Deep learning notes 008 multilayerperceptron multilayer perceptron AssertionError

Today I learned about the perceptron. The code is below and summarizes several problems.

1. Difference between MLP multi-layer perceptron and SVM support vector machine:

1.MLP needs to set W and b, but SVM is not sensitive to parameters, so it is relatively convenient;
2.SVM is more explanatory in mathematics;
3.SVM optimization is relatively easy.

2. Why is deep learning rather than breadth learning—— Intuitively, this thing has no theoretical basis

There is only one reason, breadth learning is not good at training.

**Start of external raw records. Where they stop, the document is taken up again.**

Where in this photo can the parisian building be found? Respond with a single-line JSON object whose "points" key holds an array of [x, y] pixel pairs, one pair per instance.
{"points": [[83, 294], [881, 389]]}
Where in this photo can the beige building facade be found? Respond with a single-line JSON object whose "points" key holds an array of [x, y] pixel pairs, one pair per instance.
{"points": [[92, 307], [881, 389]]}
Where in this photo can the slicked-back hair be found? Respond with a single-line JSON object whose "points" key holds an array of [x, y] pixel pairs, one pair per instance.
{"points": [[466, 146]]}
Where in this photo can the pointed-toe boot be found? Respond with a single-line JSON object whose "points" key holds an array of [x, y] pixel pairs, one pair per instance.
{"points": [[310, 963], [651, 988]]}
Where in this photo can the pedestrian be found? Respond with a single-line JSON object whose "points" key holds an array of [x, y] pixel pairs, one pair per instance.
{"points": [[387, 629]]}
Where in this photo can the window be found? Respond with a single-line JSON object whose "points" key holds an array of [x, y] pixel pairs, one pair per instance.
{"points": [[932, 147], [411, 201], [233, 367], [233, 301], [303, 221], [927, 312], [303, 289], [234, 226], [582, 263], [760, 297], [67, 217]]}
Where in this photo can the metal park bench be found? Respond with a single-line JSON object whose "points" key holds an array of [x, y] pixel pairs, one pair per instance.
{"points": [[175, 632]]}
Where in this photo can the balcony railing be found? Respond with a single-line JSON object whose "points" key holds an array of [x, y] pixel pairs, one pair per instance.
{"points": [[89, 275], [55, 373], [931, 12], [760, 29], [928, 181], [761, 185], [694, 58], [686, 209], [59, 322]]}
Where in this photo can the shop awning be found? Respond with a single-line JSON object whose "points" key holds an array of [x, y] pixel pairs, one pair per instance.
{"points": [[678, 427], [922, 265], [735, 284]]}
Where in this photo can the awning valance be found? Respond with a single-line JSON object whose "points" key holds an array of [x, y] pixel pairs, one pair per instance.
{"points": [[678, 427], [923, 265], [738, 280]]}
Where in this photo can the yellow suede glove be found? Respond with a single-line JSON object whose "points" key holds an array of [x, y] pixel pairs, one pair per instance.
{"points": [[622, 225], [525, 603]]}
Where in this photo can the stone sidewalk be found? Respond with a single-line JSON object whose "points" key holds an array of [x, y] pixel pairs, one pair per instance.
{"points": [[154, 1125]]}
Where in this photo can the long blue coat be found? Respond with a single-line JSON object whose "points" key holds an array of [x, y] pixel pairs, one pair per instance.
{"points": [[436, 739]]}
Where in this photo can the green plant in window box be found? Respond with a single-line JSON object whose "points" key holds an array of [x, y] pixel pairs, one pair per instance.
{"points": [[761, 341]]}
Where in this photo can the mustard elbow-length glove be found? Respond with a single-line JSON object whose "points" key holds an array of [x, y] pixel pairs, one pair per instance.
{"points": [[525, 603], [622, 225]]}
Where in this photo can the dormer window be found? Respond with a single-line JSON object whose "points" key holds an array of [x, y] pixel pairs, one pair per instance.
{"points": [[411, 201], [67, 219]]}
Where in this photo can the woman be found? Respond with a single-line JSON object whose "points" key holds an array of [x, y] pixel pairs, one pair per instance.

It's very easy to fit into a fat man at one breath.
Learning should start from the simple, start from the place similar to the input layer, and go deep slowly;
Instead of throwing everything complex and simple into your brain.

3. Essence of three functions:

 

 4. Limitations of single-layer perceptron

At first, because the single-layer perceptron could not solve the XOR problem, it led to the first winter in the AI field.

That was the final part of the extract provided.